Markets only work in the presence of consumer choice, agency, and evaluation.
If there are no consequences for bad service, you will continue to get bad
service. Similarly, if the consequences for bad service fall on people who do
not have a say in which service is chosen, you will still get bad service.

------
Cshelton
So much mis-information... I don't know where to begin.

And why did they have to go on and call out named PE groups...(Fortress). What
does that achieve NYT?

What is the goal of this in the first place...? If we want to educate people
on what PE really does, let's talk. But this is clearly just targeting the
masses with a one sided viewpoint to try and get them to associate 2008 again
and raise their pitchforks back up. Accomplishes nothing.

------
daveloyall
This conversation is a little off the rails, in my opinion.

Colors of money, market forces, the political alignment of the NYT... None of
these are the most interesting part.

The government(s) exists to serve the people, right? To provide safety,
predictability in the environment, in our lives. We exchange a little liberty
for those benefits and indeed pay taxes, too.

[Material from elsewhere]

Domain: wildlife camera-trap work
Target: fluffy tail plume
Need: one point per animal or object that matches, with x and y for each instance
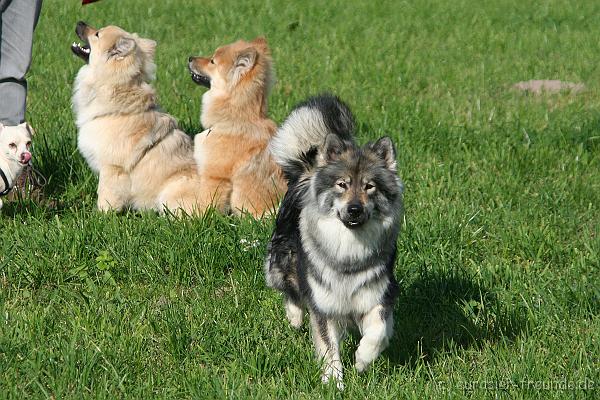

Corporations exist to make money. And to protect their owners from liability,
I guess? I'm no expert on why corporations exist, and I certainly can't tell
you why they should exist.

This animated series of tweets from the NYT (it's hardly an article!) tells us
that corporations, specifically a subset known as "private equity", now own
things that the average person does not expect them to own.

For me, the takeaway is: The number of things NOT owned by corporations is
decreasing and traditional resistance (by the governments and individuals) is
failing or has failed.

------
daveloyall
Hm. I have seen the phrase "private equity" a lot of times.

I thought it meant "money that belongs to companies".

But after skimming through
[https://en.wikipedia.org/wiki/Private_equity](https://en.wikipedia.org/wiki/Private_equity)
for ten seconds, I realize that I have no idea what "private equity" is.

This is embarrassing, but experience has taught me that I have to push through
these situations, where I suddenly realize that my ignorance on some topic is
truly profound...

I thought all companies above a certain size were publicly traded. ...Wait, do
I have some incorrect definition of publicly traded?

It means there is stock in the company for sale, right? What percentage (by
count) of companies are publicly traded? By volume?

If a large company isn't publicly traded, does that make it a private equity
company?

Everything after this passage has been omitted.